In the context of this case, a paraphrase of 2 Restatement of Torts, § 343, reads:
The defendant is subject to liability for physical harm caused to the plaintiff by the condition of its walkway to its service department if, but only if, it
(1) knew * * * the condition, and should have realized that it involved an unreasonable risk of harm to the plaintiff, and,
(2) should have expected that the plaintiff would not discover or realize the danger, or would fail to protect himself against it, and
(3) failed to exercise reasonable care to protect the plaintiff against the danger.
It would seem that parts (2) and (3) above are satisfied because the obstruction in the asphalt walkway was partially covered by the mat and the defendant failed to warn the plaintiff by word or sign. Further, the defendant failed to repair the obstruction.
As to part (1), the defendant knew of the condition of the asphalt walkway the trench resulted from the laying of the air pipe over a year before the plaintiff's accident. By the process of elimination, the only question remaining is: Should the defendant have realized that the obstruction involved an unreasonable risk of harm to the plaintiff? This is strictly a jury question. There were testimony and photographs received in evidence as to the size, shape and location of the lip of the trench. This court cannot say as a matter of law that the risk of harm in this case was greater or less than the situations in cases like Stocking v. Sunset Square, Inc., supra, Eck v. Market Basket, 264 Or. 400, 505 P.2d 1156 (1973), and McVaigh v. Sandberg, 266 Or. 409, 513 P.2d 801 (1973).

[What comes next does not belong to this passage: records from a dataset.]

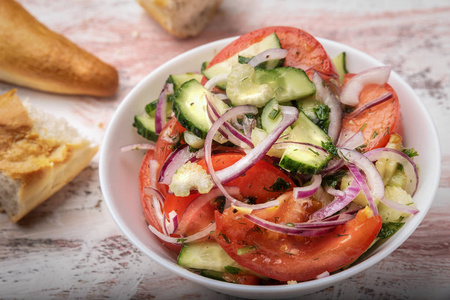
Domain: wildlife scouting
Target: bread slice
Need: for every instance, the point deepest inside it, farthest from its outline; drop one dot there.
(39, 154)
(33, 56)
(182, 18)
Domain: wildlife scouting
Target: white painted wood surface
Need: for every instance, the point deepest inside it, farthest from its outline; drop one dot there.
(70, 248)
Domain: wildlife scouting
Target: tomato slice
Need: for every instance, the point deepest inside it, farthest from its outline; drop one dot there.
(262, 182)
(304, 51)
(379, 122)
(168, 138)
(287, 257)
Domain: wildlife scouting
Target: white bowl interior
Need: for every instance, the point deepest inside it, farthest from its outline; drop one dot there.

A case should be taken from the jury only when the facts are such that only one conclusion can be drawn from them. As the court said in Stewart v. Jefferson Plywood Co., 255 Or. 603, 469 P.2d 783 (1970):
"* * * The jury is given a wide leeway in deciding whether the conduct in question falls above or below the standard of reasonable conduct deemed to have been set by the community. The court intervenes only when it can say that the actor's conduct clearly meets the standard or clearly falls below it." 255 Or. at 607, 469 P.2d at 785.
See also Jacobs v. Tidewater Barge Lines, 277 Or. 809, 562 P.2d 545 (1977).
The judgment of the trial court is affirmed.
NOTES
[1] We presume the witness meant and the jury understood that the lip was 18 inches long at the point where the plaintiff's foot caught on the obstruction. We believe this to be a reasonable inference. There were four photographs of the trench or indentation in the asphalt received in evidence.